First we must import the NLTK package **stopwords**.

In [5]:
from nltk.corpus import stopwords

We can easily see the words contained within stopwords by executing the following command `stopwords.words('spanish')`.

In [6]:
print(stopwords.words('spanish'))

['de', 'la', 'que', 'el', 'en', 'y', 'a', 'los', 'del', 'se', 'las', 'por', 'un', 'para', 'con', 'no', 'una', 'su', 'al', 'lo', 'como', 'más', 'pero', 'sus', 'le', 'ya', 'o', 'este', 'sí', 'porque', 'esta', 'entre', 'cuando', 'muy', 'sin', 'sobre', 'también', 'me', 'hasta', 'hay', 'donde', 'quien', 'desde', 'todo', 'nos', 'durante', 'todos', 'uno', 'les', 'ni', 'contra', 'otros', 'ese', 'eso', 'ante', 'ellos', 'e', 'esto', 'mí', 'antes', 'algunos', 'qué', 'unos', 'yo', 'otro', 'otras', 'otra', 'él', 'tanto', 'esa', 'estos', 'mucho', 'quienes', 'nada', 'muchos', 'cual', 'poco', 'ella', 'estar', 'estas', 'algunas', 'algo', 'nosotros', 'mi', 'mis', 'tú', 'te', 'ti', 'tu', 'tus', 'ellas', 'nosotras', 'vosotros', 'vosotras', 'os', 'mío', 'mía', 'míos', 'mías', 'tuyo', 'tuya', 'tuyos', 'tuyas', 'suyo', 'suya', 'suyos', 'suyas', 'nuestro', 'nuestra', 'nuestros', 'nuestras', 'vuestro', 'vuestra', 'vuestros', 'vuestras', 'esos', 'esas', 'estoy', 'estás', 'está', 'estamos', 'estáis', 'están', 'e

To remove a stopword from the text, simply search for it in the list.

In [7]:
clean_tokens = tokens[:]
 
for token in tokens:
 
    if token in stopwords.words('spanish'):
 
        clean_tokens.remove(token)
    
print(clean_tokens)

['comprado', 'coche', 'rojo', 'ahora', 'encontrar', 'seguro', 'coches', 'riesgo']


### Stemming

Backward derivation allows us to eliminate verb tenses, genders, plurals, ... in order to improve the counting and grouping of words in the analysed texts. 

In our case, for Spanish, we will use the **Snowball** algorithm.
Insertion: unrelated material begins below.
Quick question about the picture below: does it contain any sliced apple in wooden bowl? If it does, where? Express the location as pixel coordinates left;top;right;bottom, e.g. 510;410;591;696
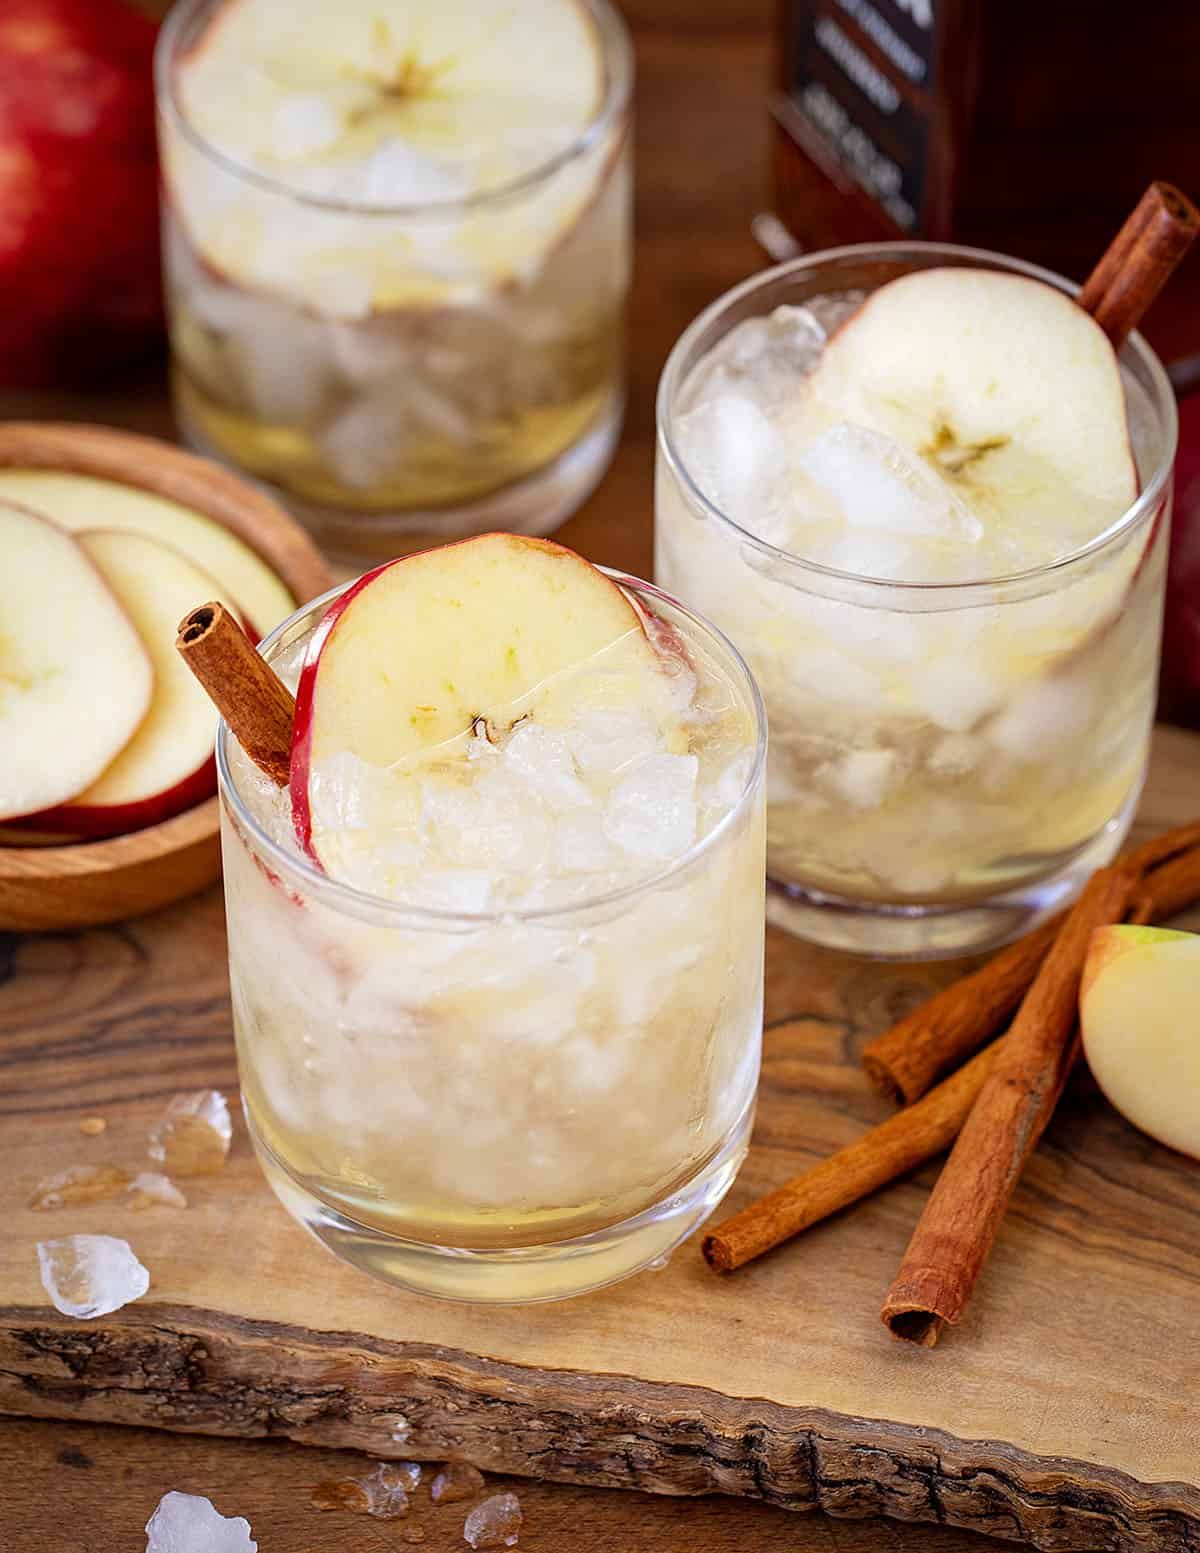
6;531;242;842
0;420;331;932
0;501;153;824
290;532;684;874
We will import the `SnowballStemmer` into the **nltk.stem** package.

In [8]:
from nltk.stem import SnowballStemmer

As this stemmer is multi-language, we will have to specify which language we want to use.

You can consult all the available languages, along with more documentation at: https://www.nltk.org/_modules/nltk/stem/snowball.html

In [9]:
spanish_stemmer = SnowballStemmer('spanish')

Next, we have to load the tokens without the stopWords we have previously generated to get it (you can also load any token, even if it includes stopWords).

In [10]:
stem_tokens = []

for token in clean_tokens:
    stem_tokens.append(spanish_stemmer.stem(token))
    
stem_tokens

['compr', 'coch', 'roj', 'ahor', 'encontr', 'segur', 'coch', 'riesg']

### Lemmatisation

Lemmatisation, by greatly simplifying its definition, allows us to obtain the original word, for example:

* Verbs: Eating -> Eat
* Plurals: Tables -> Table

With this we can make a much more optimal classification than with backward derivation. 

To do this process in Spanish we must make use of the spaCy library, since NLTK does not perform this process in Spanish. 
The installation of spaCy is very simple, just run the following commands in an **Anaconda Prompt** terminal:
* `conda install -c conda-forge spacy`.
* `python -m spacy download es_core_news_sm`.

Once installed, import the library with `import spacy` and load the Spanish package with `spacy.load('es_core_news_sm)`.

In [11]:
import spacy
nlp = spacy.load('es_core_news_sm')

Once the language has been imported and loaded, we will proceed to obtain the lemmas.

In [12]:
lem_tokens = []

separator = ' '

for token in nlp(separator.join(clean_tokens)):
    lem_tokens.append(token.lemma_)
    
print(lem_tokens)

['comprado', 'coche', 'rojo', 'ahora', 'encontrar', 'seguro', 'coche', 'riesgo']